Estimation of Precision and Accuracy in Protein Structure Refinement from X-ray Data
A BBSRC Grant Application by
David S Moss, Ian J Tickle and Roman Laskowski
Birkbeck College, University of London
Objectives of the research
Biological relevance
The accuracy and precision required of an experimentally determined model of a macromolecule, such as a protein or DNA, depends on the biological questions being asked of the structure. Questions involving, say, the overall fold of a protein, or its topological similarity to other proteins, can be answered by structures of fairly low precision such as those obtained from very low resolution X-ray crystal diffraction data. For example, three structures of lactose operon repressor - one on its own, one complexed with its inducer, and one complexed with DNA – solved to 4.8Å resolution gave accurate positions for only the protein's alpha carbon atoms (Lewis et al., 1996). However, despite the low resolution, these structures were able to show the overall conformation of the protein in both its induced and repressed states and provide a framework for understanding the interactions it makes in performing its biological function .
Questions involving reaction mechanisms, on the other hand, require much greater accuracy and precision as obtained from well-refined, high-resolution X-ray structures, including proper statistical analyses of the standard uncertainties (s.u.'s) of atomic positions and bond lengths. The most accurate and precise structures are those solved by X-ray crystallography to atomic resolution (i.e. better than 1.2Å), and the number of such macromolecular structures is rapidly increasing (Dauter et al., 1997). Structures at this level of accuracy can begin to address detailed functional biological questions, as some of the following examples illustrate.
The protonation states of certain side-chains can often be determined from atomic resolution data. This is particularly significant for those side-chains that are part of a biochemical mechanism. One such example is the histidine in the Ser-His-Asp catalytic triad found in the serine proteases, triacylglycerol lipases and cutinase (Blow et al., 1969; Wright et al., 1969). In the atomic resolution structure of cutinase the hydrogen on the histidine is clearly visible in the electron density (Longhi et al., 1997). Such details provide a means of understanding the mechanism involved in the enzyme's activity. The protonation states of carboxylate groups have also been determined in an atomic resolution structure of triclinic lysozyme (Dauter et al., 1997). This was achieved by a combination of direct observation of the difference Fourier peaks and the C–O bond lengths, and again has functional implications.
The proteins rubredoxin and ferredoxin both contain iron-sulphur clusters to exploit their electron-transfer redox properties; rubredoxin has a single FeS4 cluster, while ferredoxin uses two Fe4S4 clusters. Measurement of the distortions of these clusters from ideal symmetry can be related to their redox potentials and help understand how these metallo-proteins achieve their biological functions (Dauter et al., 1997).
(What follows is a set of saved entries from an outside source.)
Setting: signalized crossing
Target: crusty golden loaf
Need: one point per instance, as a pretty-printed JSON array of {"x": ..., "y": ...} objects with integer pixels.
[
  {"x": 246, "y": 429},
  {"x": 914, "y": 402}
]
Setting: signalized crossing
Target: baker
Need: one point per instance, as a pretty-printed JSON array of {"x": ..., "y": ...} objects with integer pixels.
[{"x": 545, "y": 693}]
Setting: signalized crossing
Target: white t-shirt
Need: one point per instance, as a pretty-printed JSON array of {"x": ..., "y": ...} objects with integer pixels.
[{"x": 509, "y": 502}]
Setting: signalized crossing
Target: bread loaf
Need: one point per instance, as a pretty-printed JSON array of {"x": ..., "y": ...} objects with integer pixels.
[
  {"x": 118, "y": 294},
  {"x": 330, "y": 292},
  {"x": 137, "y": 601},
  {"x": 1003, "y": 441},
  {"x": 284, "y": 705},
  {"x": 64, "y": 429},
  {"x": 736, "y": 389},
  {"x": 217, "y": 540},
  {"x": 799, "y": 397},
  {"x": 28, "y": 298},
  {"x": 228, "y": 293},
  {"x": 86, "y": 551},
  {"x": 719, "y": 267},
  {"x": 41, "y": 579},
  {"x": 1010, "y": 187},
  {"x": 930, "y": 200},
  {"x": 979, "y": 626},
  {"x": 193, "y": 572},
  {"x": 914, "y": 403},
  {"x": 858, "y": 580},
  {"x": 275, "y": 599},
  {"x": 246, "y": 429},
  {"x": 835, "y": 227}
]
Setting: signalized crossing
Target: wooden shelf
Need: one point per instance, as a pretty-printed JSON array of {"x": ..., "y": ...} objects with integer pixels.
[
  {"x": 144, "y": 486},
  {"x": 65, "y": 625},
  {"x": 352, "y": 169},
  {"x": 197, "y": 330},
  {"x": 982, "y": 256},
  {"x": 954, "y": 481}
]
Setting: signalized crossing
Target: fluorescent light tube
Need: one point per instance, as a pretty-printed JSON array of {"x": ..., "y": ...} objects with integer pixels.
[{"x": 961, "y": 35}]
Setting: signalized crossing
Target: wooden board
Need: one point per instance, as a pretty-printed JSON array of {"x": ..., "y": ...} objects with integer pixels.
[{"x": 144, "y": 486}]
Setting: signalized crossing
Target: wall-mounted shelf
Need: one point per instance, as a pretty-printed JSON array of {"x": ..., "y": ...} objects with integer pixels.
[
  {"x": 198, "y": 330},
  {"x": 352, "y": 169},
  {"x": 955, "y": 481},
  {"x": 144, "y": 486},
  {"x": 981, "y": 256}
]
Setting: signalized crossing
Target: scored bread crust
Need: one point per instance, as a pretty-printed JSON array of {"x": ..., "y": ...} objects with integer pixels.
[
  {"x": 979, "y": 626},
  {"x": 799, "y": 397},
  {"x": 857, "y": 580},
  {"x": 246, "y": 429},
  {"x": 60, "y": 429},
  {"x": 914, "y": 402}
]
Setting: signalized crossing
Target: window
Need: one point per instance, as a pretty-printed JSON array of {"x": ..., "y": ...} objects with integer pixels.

In other metallo-proteins it is often important to identify the metal bound in the active site. This may require very precise metal-ligand distances if metals with similar co-ordinating geometries are to be distinguished (e.g. zinc and cadmium). Or it may require reliance on other experimental techniques, such as atomic absorption spectroscopy, as used to distinguish between iron and manganese in super oxide dismutase (Bunting et al., 1997). Alternatively, the question may be what a metal's ionisation state is rather than which metal is involved. In plastocyanin, for example, which is a protein involved in electron transfer in photosystem I, the geometry of the ligands to the copper changes upon oxidation. This involves very small changes; namely, 2-3 degrees in the metal-ligand bonds and 0.04-0.21Å in the metal-ligand distances (Guss et al., 1986; Holm et al., 1996). Changes in the geometry of the copper site are also observed at different pH levels (Guss et al., 1986). In haemoglobin the low oxygen affinity of the T-state haemoglobin is manifested in tension in the iron-proximal histidine bond (Paoli et al., 1997).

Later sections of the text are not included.